Two previous posts illustrate that COPD clinical data usually forms a continuum without clusters with the resulting effect that COPD clustering is often poorly reproducible. So why are there still so many clustering papers? I think this is because we now have much more complex COPD datasets than we used to, and if you wish to use these data to find novel COPD subtypes, clustering is a natural first step. However, the reproducibility challenges cannot be ignored, so there is a need to find alternative applications of machine learning to help is find reproducible and clinically-relevant patterns in our rich datasets.
When defining COPD subtypes, one of the first challenges is to identify the proper feature space in which subtypes should be defined/discovered. For most data sets, we’re usually not interested in all of the variables, but only in some subset that are relevant to what we’re interested in. But picking that subset is more art than science, so it’s worth spending some time to illustrate this fairly obvious but often under-emphasized aspect of clustering. It’s easiest to visualize spaces in three dimensions, so let’s stick with that for COPD and explore two different COPD feature spaces. The first one is defined by FEV1, FEV1/FVC, and CT emphysema. For contrast, let’s view that space side by side with a space defined by emphysema, airway wall thickness, and the number of exacerbations in the previous year. These data are from ~5,000 subjects in the COPDGene Study second study visit.
While the spaces share one variable (% of emphysema on CT), the overall distribution of these data points is quite different, as you can see by the loss of order of the GOLD stages in the figure on the right. Both spaces seem to have a fairly continuous distribution of points within what seems to be a roughly conical or triangular shape, and neither space has distinct clusters. Clustering performed on these two spaces would produce very different results for the same subjects, highlighting the importance of choosing the feature space. While clustering is often touted as unbiased data analysis, that description minimizes the critical role played by the selection of user-defined parameters (such as the selection of variables) in determining the final result. At its worst, this use of the term “unbiased” ends up being an empty buzzword that gestures towards the magical ability of machine learning to yield insights from big data. In reality, useful machine learning analyses often rely heavily on human expertise and intuition. When we just let the data “speak for itself”, it often turns out that either no one can understand what the data are saying or the data tell us something we don’t want to hear.
In the case of COPD clustering, the data nearly always tell us quite clearly that, first and foremost, there aren’t any distinct clusters. We have also shown how the selection of the feature space for clustering is usually a biased choice made by people rather than algorithms. In this case, bias isn’t necessarily bad, it just refers to the fact that an informed person knows things about their data that algorithms do not.

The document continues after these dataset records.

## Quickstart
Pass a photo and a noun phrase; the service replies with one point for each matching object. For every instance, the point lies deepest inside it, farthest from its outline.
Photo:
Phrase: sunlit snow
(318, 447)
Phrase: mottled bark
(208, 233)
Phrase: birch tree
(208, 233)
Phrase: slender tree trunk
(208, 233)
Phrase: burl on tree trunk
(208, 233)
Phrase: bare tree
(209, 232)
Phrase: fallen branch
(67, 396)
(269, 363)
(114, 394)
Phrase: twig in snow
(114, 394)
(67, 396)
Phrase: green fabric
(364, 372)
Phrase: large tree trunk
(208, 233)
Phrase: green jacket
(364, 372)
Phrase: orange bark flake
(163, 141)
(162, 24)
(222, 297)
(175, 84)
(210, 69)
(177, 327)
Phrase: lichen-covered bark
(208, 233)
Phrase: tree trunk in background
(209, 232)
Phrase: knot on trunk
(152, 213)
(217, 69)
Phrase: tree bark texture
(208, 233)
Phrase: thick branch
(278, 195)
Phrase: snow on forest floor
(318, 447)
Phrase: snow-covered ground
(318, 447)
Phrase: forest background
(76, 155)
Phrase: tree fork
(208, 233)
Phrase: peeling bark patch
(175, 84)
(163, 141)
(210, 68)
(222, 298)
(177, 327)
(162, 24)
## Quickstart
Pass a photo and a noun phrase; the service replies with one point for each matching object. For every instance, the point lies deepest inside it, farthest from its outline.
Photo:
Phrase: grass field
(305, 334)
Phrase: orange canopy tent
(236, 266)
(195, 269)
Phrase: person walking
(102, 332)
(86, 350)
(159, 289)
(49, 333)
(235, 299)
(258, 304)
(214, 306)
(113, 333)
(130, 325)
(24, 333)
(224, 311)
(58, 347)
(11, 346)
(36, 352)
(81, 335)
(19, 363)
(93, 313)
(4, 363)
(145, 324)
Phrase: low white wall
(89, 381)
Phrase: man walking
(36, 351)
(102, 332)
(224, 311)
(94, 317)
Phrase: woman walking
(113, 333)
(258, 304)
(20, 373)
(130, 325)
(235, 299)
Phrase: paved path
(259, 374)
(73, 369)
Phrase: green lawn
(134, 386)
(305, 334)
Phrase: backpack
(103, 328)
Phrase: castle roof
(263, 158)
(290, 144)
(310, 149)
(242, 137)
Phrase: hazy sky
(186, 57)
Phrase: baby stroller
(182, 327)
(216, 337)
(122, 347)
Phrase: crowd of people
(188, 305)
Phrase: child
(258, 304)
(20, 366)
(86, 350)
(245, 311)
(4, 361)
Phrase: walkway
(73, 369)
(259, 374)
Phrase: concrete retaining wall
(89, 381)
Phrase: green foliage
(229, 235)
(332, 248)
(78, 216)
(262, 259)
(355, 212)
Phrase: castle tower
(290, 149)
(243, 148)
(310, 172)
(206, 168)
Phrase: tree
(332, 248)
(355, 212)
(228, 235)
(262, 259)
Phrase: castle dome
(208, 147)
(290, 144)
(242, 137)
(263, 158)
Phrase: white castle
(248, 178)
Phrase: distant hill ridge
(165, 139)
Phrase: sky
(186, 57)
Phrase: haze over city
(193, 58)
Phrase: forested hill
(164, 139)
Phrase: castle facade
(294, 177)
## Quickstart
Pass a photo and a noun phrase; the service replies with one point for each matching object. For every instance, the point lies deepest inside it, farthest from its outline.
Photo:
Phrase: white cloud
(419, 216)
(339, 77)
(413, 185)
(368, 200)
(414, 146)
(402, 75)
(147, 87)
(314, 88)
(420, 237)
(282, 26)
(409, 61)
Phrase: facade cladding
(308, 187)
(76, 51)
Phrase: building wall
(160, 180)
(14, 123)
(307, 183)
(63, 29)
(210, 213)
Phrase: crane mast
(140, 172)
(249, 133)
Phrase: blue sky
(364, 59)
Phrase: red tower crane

So, rather than naively apply clustering, what should we do? It’s often useful to perform dimension reduction as first step in analyzing a rich data set to identify dominant trends in the data and focus on understanding those (as done here). Dimension reduction preserves the continuous nature of how COPD data are dispersed in relevant feature spaces, and as a result it provides a more accurate summarization of the data. The most commonly used form of dimension reduction is principal component analysis (PCA), which combines variables together in a linear manner (i.e. variables are added together not multiplied) to produce composite variables that can be considered to define key axes of variability. These key axes, or disease axes, are a more accurate way to start making sense of complex data and to define feature spaces for further investigations of COPD heterogeneity.
To sum up, disease axes are more consistent with the underlying continuous nature of COPD data, which is why they are a better first step for analyzing complex COPD data than clustering. Of course, one down side to disease axes is that, with common methods like PCA, users have little control over the precise aspects of variability that end up being captured by PCA. To address that issue, we have shown how how supervised prediction methods can be a tool for identifying disease axes that have a very clear and specific meaning. As a bonus, these disease axes often provide more accurate prediction of future COPD events than subtype do.